1. Deemed Dividend under Section 2(22)(e) of the Income Tax Act, 1961:
The primary issue revolves around whether the amount of ?10,82,10,904/- received by the assessee from M/s Equator Investments Pvt. Ltd. (EIPL) qualifies as deemed dividend under Section 2(22)(e) of the Income Tax Act, 1961.

- Assessee's Argument: The assessee argued that the amount received from EIPL was in the ordinary course of business, as EIPL is an investment company, and hence, does not fall under the definition of dividend. Additionally, the assessee contended that it is not a shareholder of EIPL, and therefore, Section 2(22)(e) cannot be applied.

- Revenue's Argument: The Revenue contended that EIPL is not a lending concern and that the voting power of common shareholders in both companies exceeds 10%, making Section 2(22)(e) applicable.

- Tribunal's Findings:
- Shareholding Analysis: The Tribunal observed that the assessee (NHBPL) does not hold any shares in EIPL. The shareholding pattern of both companies indicated that the assessee is neither a registered nor beneficial shareholder of EIPL.
- Judicial Precedents: The Tribunal referred to several judicial pronouncements, including the Supreme Court's decision in the case of Ankitech Pvt. Ltd., which clarified that deemed dividend provisions apply only if the recipient is a registered shareholder. Similar views were upheld by the Bombay High Court in the case of Impact Containers Ltd., and the Karnataka High Court in the case of Sarva Equity (P) Ltd.
- Nature of Transactions: The Tribunal noted that the transactions between the group companies were in the nature of current and inter-banking accounts, containing both receipts and payments. Such transactions cannot be regarded as loans and advances for the purpose of deemed dividend under Section 2(22)(e).

Based on these findings, the Tribunal concluded that since the assessee is neither a registered nor a beneficial shareholder of EIPL, the provisions of Section 2(22)(e) do not apply. Consequently, the addition made by the Assessing Officer (AO) was deleted.

2. Applicability of interest under Sections 234B and 234C of the Income Tax Act, 1961:
The assessee challenged the charging of interest under Sections 234B and 234C.

- Tribunal's Findings: Since the primary addition under Section 2(22)(e) was deleted, the consequential interest charged under Sections 234B and 234C was also not sustainable. Therefore, the Tribunal held that the interest charged under these sections should be deleted.

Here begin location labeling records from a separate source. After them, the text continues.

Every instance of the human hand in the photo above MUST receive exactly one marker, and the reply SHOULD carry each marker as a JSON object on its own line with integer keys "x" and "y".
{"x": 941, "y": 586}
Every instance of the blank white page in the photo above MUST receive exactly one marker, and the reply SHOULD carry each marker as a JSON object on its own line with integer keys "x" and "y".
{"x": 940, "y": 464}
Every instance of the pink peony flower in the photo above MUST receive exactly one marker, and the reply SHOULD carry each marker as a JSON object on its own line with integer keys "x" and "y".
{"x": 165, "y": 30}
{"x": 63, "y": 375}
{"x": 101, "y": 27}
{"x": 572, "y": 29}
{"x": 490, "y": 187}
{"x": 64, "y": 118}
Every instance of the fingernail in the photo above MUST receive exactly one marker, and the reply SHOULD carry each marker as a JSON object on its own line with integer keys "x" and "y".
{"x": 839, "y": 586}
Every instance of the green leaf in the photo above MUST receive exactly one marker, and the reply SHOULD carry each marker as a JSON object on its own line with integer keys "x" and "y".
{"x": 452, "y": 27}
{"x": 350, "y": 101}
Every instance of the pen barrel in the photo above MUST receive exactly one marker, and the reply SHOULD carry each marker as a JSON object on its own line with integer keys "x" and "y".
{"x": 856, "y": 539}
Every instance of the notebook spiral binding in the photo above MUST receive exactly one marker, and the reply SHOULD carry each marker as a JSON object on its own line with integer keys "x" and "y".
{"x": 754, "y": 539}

3. Initiation of penalty proceedings under Section 271(1)(c) of the Income Tax Act, 1961:
The assessee also contested the initiation of penalty proceedings under Section 271(1)(c).

- Tribunal's Findings: Given that the primary addition under Section 2(22)(e) was deleted, the basis for initiating penalty proceedings under Section 271(1)(c) no longer existed. Hence, the Tribunal held that the initiation of penalty proceedings was not justified.

Conclusion:
The Tribunal allowed the appeal of the assessee, concluding that the amount received from EIPL does not constitute deemed dividend under Section 2(22)(e) since the assessee is neither a registered nor beneficial shareholder of EIPL. Consequently, the interest charged under Sections 234B and 234C and the initiation of penalty proceedings under Section 271(1)(c) were also not justified. The appeal was decided in favor of the assessee.